The shipwreck came as violence in the Libyan capital, Tripoli, spiked. On Monday gunman stormed the headquarters of Libya’s National Oil Company, killing at least two people. In the chaotic aftermath of the Nato-backed armed uprising that felled Libya’s ruler in 2011, Libya has become a major transit point for migrants seeking passage to Europe. Libya’s various authorities have cobbled together deals with European capitals to throttle the flow of migrants, but the country’s ongoing civil strife frequently distracts them. The UN says at least 20,000 people have arrived by sea to Italy from Libya this year.

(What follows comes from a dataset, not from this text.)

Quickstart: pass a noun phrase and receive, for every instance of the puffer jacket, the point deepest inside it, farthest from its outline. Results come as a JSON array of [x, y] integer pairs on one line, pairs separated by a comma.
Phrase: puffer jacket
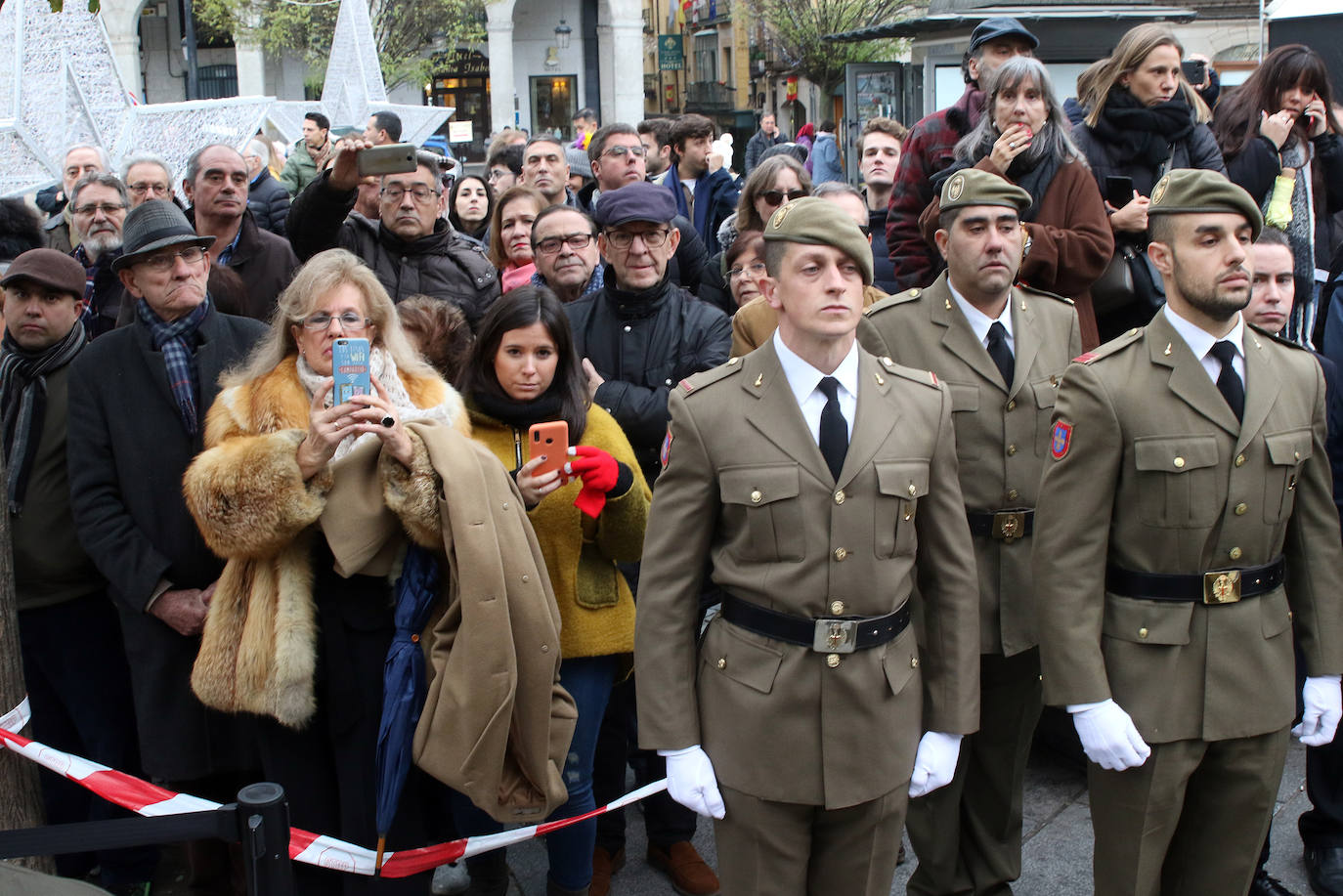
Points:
[[442, 265], [643, 344]]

One survivor told MSF their flotilla of two rubber seacraft was approaching the Maltese coast when one boat began sinking. “We couldn’t swim and only a few people had life jackets,” said the survivor. “Those among us who could hold on the boat’s floating hood stayed alive.”
Around 320 people were aboard the two boats, including Sudanese, Malians, Nigerians, Cameroonians, Ghanaians, Libyans, Algerians, and Egyptians.
“I was screaming, calling for help,” a survivor told MSF. “I was not wearing a life jacket, but there was one woman next to me. She didn’t know how to use her life vest and she didn’t know how to swim. I helped her put it on and I managed to save myself thanks to her, holding on to her life jacket.”
Rescuers came by sea and air, but arrived too late for many. “On our boat, only 55 people survived,” a survivor told MSF. Only two bodies were recovered.
Many of the survivors suffered burns from fuel spillage. Others, including pregnant women and children, were taken to a migrant detention centre under Libyan authority. So far this year, at least 13,000 refugees and migrants have been funneled into a Libyan detention system that MSF calls “harmful and arbitrary”.
“Instead of receiving the support they need, refugees and migrants are arrested and detained in deplorable living conditions, without basic safeguards or legal recourse,” MSF said in a statement.
One rescued woman interviewed by MSF said she, her 10-year-old and nine-month-old decided to try to travel to Europe because life in Libya had become unbearable. “We run away only because we don’t feel safe in Libya,” she was quoted as saying. “We are afraid of human trafficking. People are afraid here. There is no freedom for us. My boy was born in prison”.
The upsurge in violence between rival armed groups in Libya also poses a threat to the migrants. “There is a real risk of mass casualties as a result of indiscriminate shelling and artillery fire,” Ibrahim Younis, MSF’s head of mission in Libya, said in a press release. “The supply of food and water has broken down and is now only being provided on an ad-hoc basis.”